Advances and changes in commercial heating needs and changing domestic uses has seen tube heater use increase in recent times. It’s a trend likely to continue as industry adapts to meet its customers’ demands and householders seek to save energy, money and the environment in finding heating to suit their changing lifestyles.

Challenges facing industry

As chemicals and production techniques become more specialised, the need for ‘customisable’ heat – of which tube heating is a prime example – increases. Heat transfer such as in refrigeration and air conditioning are applications where tubular heating is an effective solution and these are growth areas.

Advanced equipment and materials

Tube heating is used both in cooling and heating applications.

More advanced materials and equipment often require highly specific temperature controlled environments, and air conditioning plays a key part in providing these so is very much a growth area hence the increased need for tube heating. For example, racks of powerful servers in a computer room have to be kept from getting too warm so air conditioning is key.

Refrigeration is another; increasing amounts of foods and beverages are refrigerated for longer periods and more food is transported over longer distances to meet the desire for indigenous foods to be consumed a long way from where they originated.

Advances in refrigeration techniques makes this possible, and tube heating plays an increasing part in this rising trend.

Food production

Tied in with the above paragraph about refrigeration is the increasing demand for food from an ever-rising worldwide population. Forecasts predict a 2 billion-plus rise in the world’s population by 2050, so this will increase the role of adequate food storage and effective transportation over longer distances and tube heating will increasingly play its part in cooling and refrigeration.

Coupled with this is the increased income in developing countries which stimulates a demand for specific foods. The food supply chain is more complicated and involves often more storing and transportation (and thus kept at the right temperatures) than previously.

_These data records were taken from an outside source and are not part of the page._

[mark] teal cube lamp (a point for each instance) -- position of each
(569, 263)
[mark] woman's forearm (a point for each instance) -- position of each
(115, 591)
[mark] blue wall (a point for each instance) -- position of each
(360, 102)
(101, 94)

The global challenge will be for transporting food and storing it effectively so it gets from areas where it grows or is produced in vast quantities to the areas where it does not.

Home and smaller business

More householders are utilising tube heaters as a means of keeping certain areas heated without having to necessarily use the central heating or an expensive to run alternative such as an electric convection heater or similar.

Changing lifestyles

Householders are increasingly extending or adding to their properties rather than upping sticks and moving when more room is required. Extra space, especially if it’s used occasionally such as a spare bedroom in a loft conversion, may not warrant a central heating supply being added on so tubular heating can be used instead.

The same may apply to spaces such as a conservatory that’s used year round not just in the summer, or providing background heat to a home office in an outbuilding or customised shed.

Cost and energy saving

Energy is ever-more costly, so cheaper ways to provide heat are being used by more householders and smaller business owners. Some tubular heaters cost as little as half a pence per hour to run so offer a very cost effective way of providing background heat to an area that can always be ‘topped up’ by more heat as and when required.

The environment

More people are environmentally conscious so the desire to avoid using central heating too often or at too high a setting, thus increasing the home’s CO2 output, makes tubular heating to provide background heat more appealing.

Tube heating use – a trend likely to continue

Clearly industrial demands and especially increased food production means tube heating will figure increasingly in the years to come. Domestically tubular heaters offer a compact, cost effective and environmentally friendly way to provide heat – a solution that’s likely to ensure their longer term popularity.